Thinking and Learning Styles

Thinking and Learning Styles

Thinking styles 
People also develop thinking styles as they grow. These styles fall into four categories.

  • Conceptual thinkers
  • Creative thinkers
  • Practical thinkers
  • Reflective thinkers 

Conceptual thinkers must see the big picture before they can accept new information. Not only do they want to see the outcome, they want to know the mechanics of how things work. In addition to learning the material you present, they want to know about the related material you might have left out. 
Creative thinkers often ask "why?" or "what if..." and work diligently to find answers to present and potential problems. They're excellent trouble shooters and can often take a computer program well beyond its intended use. 
Practical thinkers want only the facts, without superfluous, nice-to-know information. They prefer the simplest, most effective way to successfully accomplish their work. They're not satisfied until they understand how to apply their new skills in their job. 
Reflective thinkers relate new information to their past experience. Like creative thinkers, they often ask "why" and want to be actively involved in their learning. After examining their feelings about what they're learning or doing, they might also ask, "Why do I need to learn this material? I'll never use it." They also tend to be sensitive to organizational politics. 
 
During a training event, consider the learner's thinking styles. If a participant is having difficulty with a concept, try changing your teaching style to match their thinking style. You'll also want to keep all four of these styles in mind when designing your lessons. The more thinking styles that you can address throughout the lesson, the more learners that will be influenced or reached. It's not always possible to cover all four types, but incorporate as many as possible and alternate as you move through the lessons. 
 
Learning Styles
There are multiple learning styles:

  • Auditory
  • Environmental
  • Kinesthetic
  • Visual.

Generally, people learn from a combination of styles, but most people will find one learning style is most effective for them.
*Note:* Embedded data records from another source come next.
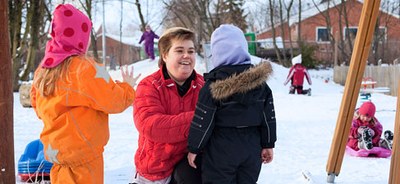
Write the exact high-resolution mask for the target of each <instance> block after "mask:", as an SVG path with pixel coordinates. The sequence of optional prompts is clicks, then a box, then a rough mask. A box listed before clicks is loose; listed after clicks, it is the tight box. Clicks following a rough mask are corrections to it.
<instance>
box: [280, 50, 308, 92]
mask: <svg viewBox="0 0 400 184" xmlns="http://www.w3.org/2000/svg"><path fill="white" fill-rule="evenodd" d="M301 62H302V60H301V54H300V55H298V56H296V57H294V58H293V59H292V64H293V66H292V67H290V70H289V74H288V76H287V78H286V81H285V83H284V85H286V84H287V83H288V82H289V81H291V86H290V90H289V94H294V93H295V91H297V94H303V95H304V94H307V95H308V96H311V88H309V89H307V90H303V83H304V77H306V79H307V82H308V84H309V85H311V84H312V82H311V77H310V75H309V74H308V72H307V69H306V67H305V66H303V65H302V64H301Z"/></svg>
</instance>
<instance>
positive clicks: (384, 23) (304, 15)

During a training event it's important that your teaching style throughout the day to meet the needs of all types of learners. The following describes the different learning styles: 

Auditory: It's heard, as in a lecture format. 
Environmental: The environment (such as temperature, lightning, and noise levels) suits the learner. This type of learner will find it difficult to concentrate if they're uncomfortable 
Kinesthetic: The learner can be actively engaged in manipulating data, keying along, taking notes, or participating in activities.
Visual: It's seen either in writing, on screen, or illustrated by a picture, drawing, or graphic
 
When presenting training to an adult audience, remember that they want to be responsible for their own learning. Don't give them solutions, let them solve problems based on information and guidance you provide in class.
Address specific needs. Provide scenarios and personal experience to help learners relate new information to familiar information. Ask questions that help them find solutions to the problems they've encountered.
Relate new information to a learner's job. The ultimate goal is for the learner to return to her/his job and immediately use the skills she/he has learned in class.